Ketika pembangunan fase 2A MRT Jakarta, khususnya dari CP 203 ke CP 202 terus berproses, permukaan tanah yang dibuka sebagai hasil penyelidikan arkeologi meluas. Salah satunya seperti yang terlihat di bagian Harmoni ke Mangga Besar. Jaringan rel trem dari sistem transportasi lama Kota Batavia muncul ke permukaan.

CHARLS VAN ES & CO/ARSIP KITLV
Peresmian operasional trem listrik di Batavia pada 1899.

Trem tersebut awalnya adalah trem kuda, lalu berkembang menjadi trem bertenaga mesin uap, dan terakhir trem listrik yang masih beroperasi hingga masa awal kemerdekaan Republik Indonesia.

Dalam forum jurnalis MRT Jakarta pada Oktober 2022, arkeolog dari tim arkeologi yang mendampingi MRT Jakarta, Junus Satrio Atmodjo, menjelaskan, sebelum maju ke pekerjaan masa kini, pekerjaan fase 2A MRT Jakarta yang berawal dari Bundaran HI ke Kota akan terlebih dulu mengajak masyarakat menengok hasil pekerjaan masa lalu.

Saat itu, pada awal 1500-an, Kota Batavia yang terletak di pinggir muara Kali Ciliwung merupakan bandar yang ramai dan sibuk. Kota ini dikelilingi benteng dengan kanal-kanal yang bersimpangan dan mengelilingi serta menyalurkan air bersih dari Kali Ciliwung ke dalam kota.
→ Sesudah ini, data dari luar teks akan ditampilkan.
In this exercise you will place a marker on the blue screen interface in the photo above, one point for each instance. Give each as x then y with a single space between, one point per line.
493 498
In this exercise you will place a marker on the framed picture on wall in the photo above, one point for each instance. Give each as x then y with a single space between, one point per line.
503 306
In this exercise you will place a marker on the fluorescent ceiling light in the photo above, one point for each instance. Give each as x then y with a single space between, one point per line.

Pantai kala itu berada di lokasi yang kini menjadi Museum Fatahillah.

jacob keyser/arsip kitlv
Lukisan pemandangan pertahanan Belanda di Batavia pada tahun 1730.

Kastil Batavia menjadi bagian inti kota atau Intramuros, sedangkan kawasan luar kota disebut Ommelanden. Ini mirip perkembangan Kota Tua Manila pada tahun 1500-an Masehi di Intramuros, dengan pusat kota adalah Katedral Manila dan Gereja Santo Agustinus, yang berada di selatan Sungai Pasig.
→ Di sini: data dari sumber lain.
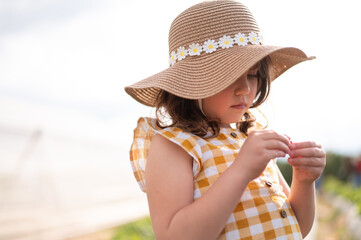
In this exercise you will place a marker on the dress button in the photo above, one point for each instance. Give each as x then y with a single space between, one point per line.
268 183
233 134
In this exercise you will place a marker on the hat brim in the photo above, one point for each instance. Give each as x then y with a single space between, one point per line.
198 77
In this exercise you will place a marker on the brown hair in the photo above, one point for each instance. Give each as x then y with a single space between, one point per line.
186 114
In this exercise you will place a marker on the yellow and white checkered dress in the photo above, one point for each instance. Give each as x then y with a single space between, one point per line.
263 211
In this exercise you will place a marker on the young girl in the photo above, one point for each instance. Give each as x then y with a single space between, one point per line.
203 178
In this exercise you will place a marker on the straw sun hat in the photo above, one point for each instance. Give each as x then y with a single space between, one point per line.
212 44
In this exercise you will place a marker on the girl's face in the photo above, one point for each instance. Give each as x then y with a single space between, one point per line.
230 104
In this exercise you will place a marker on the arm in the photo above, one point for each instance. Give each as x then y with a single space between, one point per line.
308 161
169 179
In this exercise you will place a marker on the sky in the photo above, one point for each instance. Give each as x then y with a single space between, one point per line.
64 65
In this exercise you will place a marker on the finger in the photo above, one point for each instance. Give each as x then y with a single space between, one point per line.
271 154
307 144
307 152
277 145
270 134
307 162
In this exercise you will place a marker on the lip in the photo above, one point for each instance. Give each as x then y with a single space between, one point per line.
242 105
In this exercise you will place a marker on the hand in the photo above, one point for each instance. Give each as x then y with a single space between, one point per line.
308 160
258 149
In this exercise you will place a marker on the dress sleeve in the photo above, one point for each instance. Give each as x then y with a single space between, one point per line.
143 133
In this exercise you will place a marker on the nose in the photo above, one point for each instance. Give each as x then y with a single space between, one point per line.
242 86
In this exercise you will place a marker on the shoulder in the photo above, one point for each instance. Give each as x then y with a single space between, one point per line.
165 148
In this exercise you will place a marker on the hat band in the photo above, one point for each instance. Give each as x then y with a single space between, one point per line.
210 46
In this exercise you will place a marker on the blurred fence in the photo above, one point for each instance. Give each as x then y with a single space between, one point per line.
56 187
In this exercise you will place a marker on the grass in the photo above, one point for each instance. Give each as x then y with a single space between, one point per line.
137 230
335 186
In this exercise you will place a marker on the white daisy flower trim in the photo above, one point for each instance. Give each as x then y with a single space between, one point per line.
181 53
241 39
226 42
253 38
210 46
172 58
195 49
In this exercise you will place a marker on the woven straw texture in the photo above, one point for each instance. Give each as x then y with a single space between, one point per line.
198 77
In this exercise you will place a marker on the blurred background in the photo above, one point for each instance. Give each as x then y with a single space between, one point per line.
66 123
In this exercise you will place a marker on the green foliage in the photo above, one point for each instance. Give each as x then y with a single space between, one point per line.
286 170
138 230
335 186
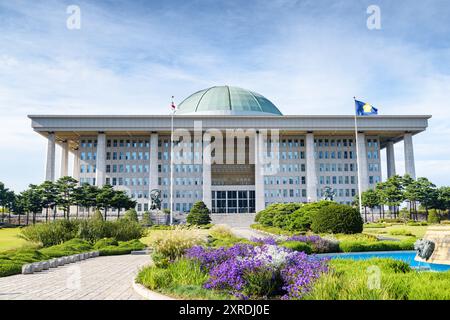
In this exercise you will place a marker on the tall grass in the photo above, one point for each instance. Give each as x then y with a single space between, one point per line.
350 280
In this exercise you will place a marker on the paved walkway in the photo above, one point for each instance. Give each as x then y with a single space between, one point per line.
102 278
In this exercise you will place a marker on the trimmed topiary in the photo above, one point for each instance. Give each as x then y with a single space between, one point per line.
131 215
199 214
337 218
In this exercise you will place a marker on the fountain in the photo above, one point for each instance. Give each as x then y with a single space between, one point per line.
434 248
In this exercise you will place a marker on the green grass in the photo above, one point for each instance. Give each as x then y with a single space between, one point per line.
182 279
9 239
358 280
274 230
398 231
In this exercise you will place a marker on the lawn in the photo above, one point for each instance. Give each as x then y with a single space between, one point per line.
397 231
9 239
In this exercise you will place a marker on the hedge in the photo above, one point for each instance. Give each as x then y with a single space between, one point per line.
337 218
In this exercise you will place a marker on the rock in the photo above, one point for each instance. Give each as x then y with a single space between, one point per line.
37 266
27 269
53 263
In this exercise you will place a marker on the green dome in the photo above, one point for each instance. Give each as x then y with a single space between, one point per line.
226 100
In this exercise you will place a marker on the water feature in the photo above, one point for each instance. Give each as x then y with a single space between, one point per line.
406 256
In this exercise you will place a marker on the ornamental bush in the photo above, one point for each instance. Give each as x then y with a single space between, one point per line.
146 219
337 218
199 214
51 233
301 219
131 215
433 217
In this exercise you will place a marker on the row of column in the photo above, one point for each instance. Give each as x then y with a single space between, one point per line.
311 174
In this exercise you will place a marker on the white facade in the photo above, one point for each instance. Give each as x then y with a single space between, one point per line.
268 159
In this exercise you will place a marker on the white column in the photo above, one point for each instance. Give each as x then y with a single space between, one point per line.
64 169
50 165
153 165
101 160
207 196
390 159
311 175
409 155
362 162
76 164
259 177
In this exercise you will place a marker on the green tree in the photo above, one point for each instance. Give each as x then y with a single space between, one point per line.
88 196
66 190
391 192
412 194
146 219
443 199
48 193
3 199
121 200
32 201
18 207
131 215
427 193
370 199
199 214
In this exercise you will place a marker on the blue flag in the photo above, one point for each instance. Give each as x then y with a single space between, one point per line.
364 109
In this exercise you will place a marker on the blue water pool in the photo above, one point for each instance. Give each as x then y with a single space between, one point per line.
407 256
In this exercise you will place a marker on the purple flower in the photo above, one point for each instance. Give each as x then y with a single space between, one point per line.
229 268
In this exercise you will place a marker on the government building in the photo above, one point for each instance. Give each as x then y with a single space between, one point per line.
232 148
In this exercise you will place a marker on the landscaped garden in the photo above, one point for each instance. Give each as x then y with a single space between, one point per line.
44 241
193 263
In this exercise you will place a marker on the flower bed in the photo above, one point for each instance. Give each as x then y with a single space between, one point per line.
262 271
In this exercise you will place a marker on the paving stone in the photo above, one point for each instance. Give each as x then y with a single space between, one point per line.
99 278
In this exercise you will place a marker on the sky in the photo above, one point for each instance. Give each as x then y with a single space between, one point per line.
308 57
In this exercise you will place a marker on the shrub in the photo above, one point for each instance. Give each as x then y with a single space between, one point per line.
10 268
124 247
105 242
131 215
97 215
199 214
262 282
401 232
125 230
146 219
297 246
337 218
301 219
67 248
434 217
277 214
417 223
170 246
154 277
363 246
51 233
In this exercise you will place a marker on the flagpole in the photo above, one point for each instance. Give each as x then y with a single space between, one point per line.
357 162
171 165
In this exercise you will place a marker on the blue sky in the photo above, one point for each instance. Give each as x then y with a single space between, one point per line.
308 57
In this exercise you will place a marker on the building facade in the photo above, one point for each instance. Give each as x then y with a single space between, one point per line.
232 148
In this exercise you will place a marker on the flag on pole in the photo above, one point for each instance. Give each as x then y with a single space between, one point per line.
173 104
364 109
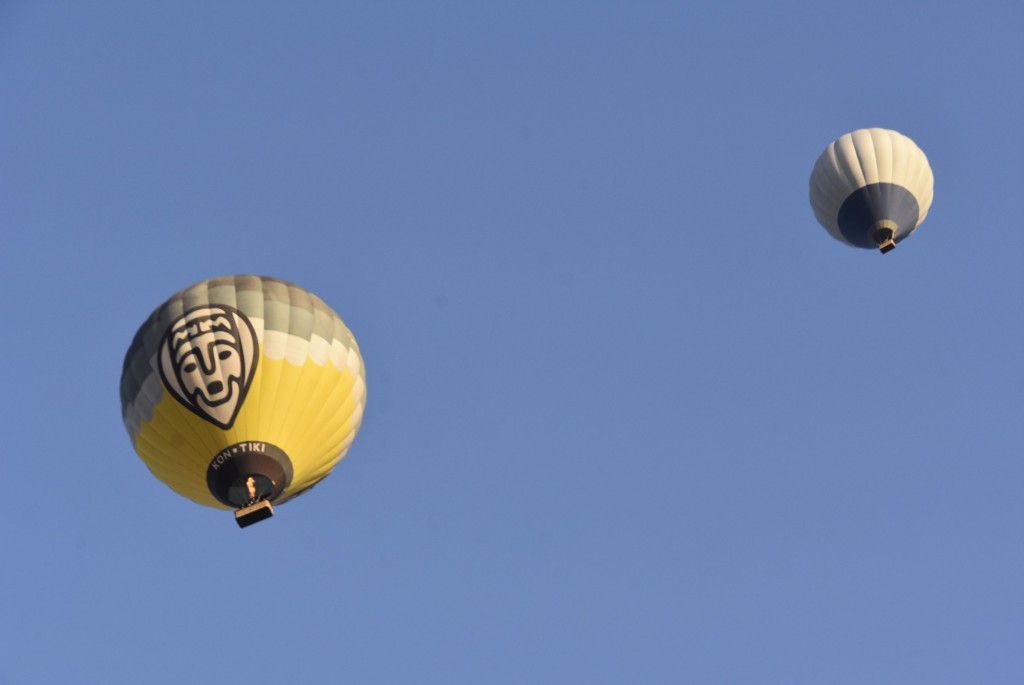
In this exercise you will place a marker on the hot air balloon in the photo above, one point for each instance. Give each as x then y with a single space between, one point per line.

Sejarah berjalan beriringan antara Batavia dan Manila yang lahir dari hasil perebutan perdagangan rempah yang dikuasai Portugis-Spanyol, lalu direbut oleh Inggris-Belanda.

Lalu ketika wilayah Kota Batavia diperluas pada zaman VOC, sistem angkutan umum mulai dikembangkan. Dibangunlah sistem kanal yang membuat kapal-kapal kecil bisa berlayar hilir mudik di dalam kota, mengangkut berbagai komoditas dari pedalaman untuk dipindahkan ke kapal besar. Setelahnya dikembangkan sistem trem.

arsip library of congress
Trem uap di Batavia.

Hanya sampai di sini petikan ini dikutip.